The US Food and Drug Administration (FDA) has approved durvalumab for the treatment of patients with unresectable Stage III non-small cell lung cancer (NSCLC) whose disease has not progressed following concurrent platinum-based chemotherapy and radiation therapy (CRT).
The approval of durvalumab is based on the positive PFS data from the Phase III PACIFIC trial in which it demonstrated an improvement in median PFS of 11.2 months compared to placebo, representing a 48% reduction in relative risk of progression or death vs. placebo in all patients, regardless of PD-L1 status.
Durvalumab was granted breakthrough designation last year based on interim results.
The PACIFIC trial is ongoing to evaluate overall survival (OS) in unresectable Stage III NSCLC.
Detailed interim results of the PACIFIC trial were published online in the New England Journal of Medicine.
Overall, the incidence and severity of adverse events were comparable for patients receiving durvalumab and the patients receiving placebo.
In patients receiving Imfinzi, the most common adverse reactions (greater than or equal to 20% of patients) were cough (40%), fatigue (34%), pneumonitis or radiation pneumonitis (34%), upper respiratory tract infections (26%), dyspnoea (25%), and rash (23%).

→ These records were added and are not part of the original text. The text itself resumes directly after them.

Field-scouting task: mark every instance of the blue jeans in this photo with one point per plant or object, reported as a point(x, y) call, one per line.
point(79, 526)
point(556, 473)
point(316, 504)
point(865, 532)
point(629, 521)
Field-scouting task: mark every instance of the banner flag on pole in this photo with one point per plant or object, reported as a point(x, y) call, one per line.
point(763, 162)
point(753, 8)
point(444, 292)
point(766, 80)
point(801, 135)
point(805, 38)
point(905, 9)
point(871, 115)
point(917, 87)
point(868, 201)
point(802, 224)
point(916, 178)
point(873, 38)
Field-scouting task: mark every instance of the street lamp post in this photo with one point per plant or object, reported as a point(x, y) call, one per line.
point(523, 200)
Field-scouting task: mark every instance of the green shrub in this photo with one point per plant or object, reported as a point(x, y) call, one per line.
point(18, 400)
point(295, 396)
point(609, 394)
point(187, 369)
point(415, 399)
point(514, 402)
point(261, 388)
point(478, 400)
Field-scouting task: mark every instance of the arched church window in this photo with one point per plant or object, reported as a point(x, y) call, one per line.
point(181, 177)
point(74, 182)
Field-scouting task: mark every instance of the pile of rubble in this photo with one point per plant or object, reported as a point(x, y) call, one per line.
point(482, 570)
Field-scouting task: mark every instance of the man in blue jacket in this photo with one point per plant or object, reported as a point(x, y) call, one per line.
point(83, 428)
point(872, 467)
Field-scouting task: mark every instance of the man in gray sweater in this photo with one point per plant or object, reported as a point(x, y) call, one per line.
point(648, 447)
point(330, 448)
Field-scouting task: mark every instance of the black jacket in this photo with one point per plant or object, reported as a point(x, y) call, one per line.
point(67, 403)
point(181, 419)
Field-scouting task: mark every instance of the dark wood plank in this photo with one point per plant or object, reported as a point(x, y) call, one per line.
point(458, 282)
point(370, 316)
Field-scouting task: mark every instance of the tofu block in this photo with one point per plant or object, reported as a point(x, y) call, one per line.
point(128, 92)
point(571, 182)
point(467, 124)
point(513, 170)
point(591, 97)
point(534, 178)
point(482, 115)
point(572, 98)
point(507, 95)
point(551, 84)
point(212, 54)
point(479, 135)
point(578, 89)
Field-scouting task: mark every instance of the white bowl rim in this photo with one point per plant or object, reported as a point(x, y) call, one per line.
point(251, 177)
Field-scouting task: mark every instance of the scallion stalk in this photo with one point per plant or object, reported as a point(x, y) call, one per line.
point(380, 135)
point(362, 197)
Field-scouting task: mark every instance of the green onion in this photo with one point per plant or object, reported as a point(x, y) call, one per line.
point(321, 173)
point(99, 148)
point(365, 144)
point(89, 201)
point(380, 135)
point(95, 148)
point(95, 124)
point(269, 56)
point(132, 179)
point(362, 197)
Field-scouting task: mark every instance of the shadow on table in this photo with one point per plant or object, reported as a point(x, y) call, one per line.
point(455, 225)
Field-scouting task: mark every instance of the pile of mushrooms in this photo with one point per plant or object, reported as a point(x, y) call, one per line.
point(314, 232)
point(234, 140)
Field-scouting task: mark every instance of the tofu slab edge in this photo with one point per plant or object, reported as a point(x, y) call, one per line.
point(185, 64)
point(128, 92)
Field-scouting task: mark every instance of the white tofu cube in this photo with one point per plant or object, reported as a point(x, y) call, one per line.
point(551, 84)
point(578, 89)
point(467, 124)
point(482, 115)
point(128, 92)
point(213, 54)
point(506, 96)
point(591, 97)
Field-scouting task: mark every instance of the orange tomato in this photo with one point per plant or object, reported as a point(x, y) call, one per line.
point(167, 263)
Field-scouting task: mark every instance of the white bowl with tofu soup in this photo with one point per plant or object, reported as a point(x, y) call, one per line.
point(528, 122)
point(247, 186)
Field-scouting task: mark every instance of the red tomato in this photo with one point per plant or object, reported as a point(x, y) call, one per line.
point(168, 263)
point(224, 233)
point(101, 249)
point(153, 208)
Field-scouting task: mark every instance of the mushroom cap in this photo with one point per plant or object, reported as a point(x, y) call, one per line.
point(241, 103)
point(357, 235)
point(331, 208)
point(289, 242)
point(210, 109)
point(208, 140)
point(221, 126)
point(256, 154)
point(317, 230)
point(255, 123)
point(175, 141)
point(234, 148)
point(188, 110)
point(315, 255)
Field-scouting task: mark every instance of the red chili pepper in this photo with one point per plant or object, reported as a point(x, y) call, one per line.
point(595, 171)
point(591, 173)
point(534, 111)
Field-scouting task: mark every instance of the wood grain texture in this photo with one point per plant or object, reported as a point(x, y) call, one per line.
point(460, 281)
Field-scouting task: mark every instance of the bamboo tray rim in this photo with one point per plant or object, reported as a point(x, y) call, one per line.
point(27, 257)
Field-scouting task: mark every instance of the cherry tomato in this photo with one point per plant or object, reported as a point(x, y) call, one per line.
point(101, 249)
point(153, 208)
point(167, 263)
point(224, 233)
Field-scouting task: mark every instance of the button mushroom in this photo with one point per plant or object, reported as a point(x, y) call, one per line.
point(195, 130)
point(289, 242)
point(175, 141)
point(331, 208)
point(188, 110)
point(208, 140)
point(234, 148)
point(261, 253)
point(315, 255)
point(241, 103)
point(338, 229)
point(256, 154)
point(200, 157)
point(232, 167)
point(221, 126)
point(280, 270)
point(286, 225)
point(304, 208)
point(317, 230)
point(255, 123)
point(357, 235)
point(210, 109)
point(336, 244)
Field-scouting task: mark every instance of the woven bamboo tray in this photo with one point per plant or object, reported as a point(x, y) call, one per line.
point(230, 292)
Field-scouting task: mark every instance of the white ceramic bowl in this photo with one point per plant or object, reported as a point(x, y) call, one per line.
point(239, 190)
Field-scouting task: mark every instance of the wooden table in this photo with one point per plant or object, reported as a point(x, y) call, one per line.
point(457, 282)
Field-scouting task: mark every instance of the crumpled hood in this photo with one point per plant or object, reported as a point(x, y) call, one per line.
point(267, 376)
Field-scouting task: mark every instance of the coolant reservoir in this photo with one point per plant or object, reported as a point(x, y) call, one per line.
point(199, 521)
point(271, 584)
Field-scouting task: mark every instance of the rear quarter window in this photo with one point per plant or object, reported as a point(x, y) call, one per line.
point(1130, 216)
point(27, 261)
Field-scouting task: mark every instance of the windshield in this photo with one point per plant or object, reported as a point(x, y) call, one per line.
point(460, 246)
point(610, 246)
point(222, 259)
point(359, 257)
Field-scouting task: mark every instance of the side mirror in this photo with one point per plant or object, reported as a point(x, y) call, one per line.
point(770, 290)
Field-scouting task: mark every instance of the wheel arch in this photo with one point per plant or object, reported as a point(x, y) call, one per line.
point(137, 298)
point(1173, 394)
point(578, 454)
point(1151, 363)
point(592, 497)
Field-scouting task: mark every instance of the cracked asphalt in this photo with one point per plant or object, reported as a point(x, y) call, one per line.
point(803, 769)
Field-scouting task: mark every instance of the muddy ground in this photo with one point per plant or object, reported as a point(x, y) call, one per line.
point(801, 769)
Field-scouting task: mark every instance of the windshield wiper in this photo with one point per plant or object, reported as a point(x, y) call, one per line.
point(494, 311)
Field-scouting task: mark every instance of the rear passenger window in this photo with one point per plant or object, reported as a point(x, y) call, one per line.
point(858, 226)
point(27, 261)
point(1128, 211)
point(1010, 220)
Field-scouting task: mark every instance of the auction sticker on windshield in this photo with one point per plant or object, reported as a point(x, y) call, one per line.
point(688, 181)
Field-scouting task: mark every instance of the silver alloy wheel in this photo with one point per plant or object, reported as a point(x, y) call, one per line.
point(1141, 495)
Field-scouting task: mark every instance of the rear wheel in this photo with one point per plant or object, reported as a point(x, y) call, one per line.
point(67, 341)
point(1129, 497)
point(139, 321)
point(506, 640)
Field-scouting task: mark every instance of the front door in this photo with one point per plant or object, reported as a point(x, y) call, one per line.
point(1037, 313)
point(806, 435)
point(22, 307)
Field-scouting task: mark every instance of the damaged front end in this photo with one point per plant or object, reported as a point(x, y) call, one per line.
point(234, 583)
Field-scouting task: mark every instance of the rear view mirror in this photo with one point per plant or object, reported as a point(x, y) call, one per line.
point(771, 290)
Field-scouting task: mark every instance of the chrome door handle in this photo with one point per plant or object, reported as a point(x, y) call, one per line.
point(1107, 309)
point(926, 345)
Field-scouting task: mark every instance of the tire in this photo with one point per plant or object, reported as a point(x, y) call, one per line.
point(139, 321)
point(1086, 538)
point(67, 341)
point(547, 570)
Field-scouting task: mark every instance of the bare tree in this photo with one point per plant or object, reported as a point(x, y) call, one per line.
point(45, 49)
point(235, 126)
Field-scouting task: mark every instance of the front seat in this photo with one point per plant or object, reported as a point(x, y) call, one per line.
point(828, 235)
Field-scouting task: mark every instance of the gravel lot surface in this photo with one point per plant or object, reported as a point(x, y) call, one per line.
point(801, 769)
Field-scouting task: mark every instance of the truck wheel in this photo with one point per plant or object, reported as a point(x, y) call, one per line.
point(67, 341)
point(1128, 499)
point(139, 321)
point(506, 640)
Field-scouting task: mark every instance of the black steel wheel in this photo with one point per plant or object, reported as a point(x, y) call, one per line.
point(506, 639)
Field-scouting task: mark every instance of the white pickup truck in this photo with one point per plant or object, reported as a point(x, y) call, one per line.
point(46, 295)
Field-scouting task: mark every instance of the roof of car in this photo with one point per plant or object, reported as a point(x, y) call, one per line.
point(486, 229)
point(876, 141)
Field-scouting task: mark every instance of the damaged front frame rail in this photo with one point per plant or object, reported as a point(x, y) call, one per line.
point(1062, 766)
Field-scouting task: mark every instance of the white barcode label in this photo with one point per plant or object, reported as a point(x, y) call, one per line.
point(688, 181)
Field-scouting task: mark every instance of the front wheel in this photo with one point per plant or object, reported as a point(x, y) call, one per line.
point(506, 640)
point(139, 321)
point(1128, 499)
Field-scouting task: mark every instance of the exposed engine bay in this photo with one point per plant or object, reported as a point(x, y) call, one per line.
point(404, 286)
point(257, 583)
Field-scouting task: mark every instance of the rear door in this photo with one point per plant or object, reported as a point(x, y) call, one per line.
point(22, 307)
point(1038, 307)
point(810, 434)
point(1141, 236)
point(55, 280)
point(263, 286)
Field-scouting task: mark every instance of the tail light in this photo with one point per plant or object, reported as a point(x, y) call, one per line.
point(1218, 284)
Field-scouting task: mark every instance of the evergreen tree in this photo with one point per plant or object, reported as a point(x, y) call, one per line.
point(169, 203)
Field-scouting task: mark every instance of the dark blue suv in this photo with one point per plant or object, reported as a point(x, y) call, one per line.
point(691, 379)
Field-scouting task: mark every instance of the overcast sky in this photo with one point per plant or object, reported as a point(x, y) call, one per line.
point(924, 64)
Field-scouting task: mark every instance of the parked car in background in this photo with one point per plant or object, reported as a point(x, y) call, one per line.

Discontinuation after concurrent CRT due to adverse reactions, regardless of causality, occurred in 15% of patients receiving Imfinzi vs. 10% of patients receiving placebo.
Scott J. Antonia, MD, Ph.D., Chair of the Thoracic Oncology Department at the H. Lee Moffitt Cancer Center and Research Institute in Tampa and investigator in the PACIFIC trial, said “Until now, treatment guidelines have recommended that patients with unresectable Stage III lung cancer undergo a period of active surveillance following chemoradiation therapy until disease progression. Given that up to 89% of patients will progress to metastatic disease, it is important that there is now a new option that can give patients more time without disease progression. The PACIFIC trial data supporting today’s approval of Imfinzi will change how we treat these patients.”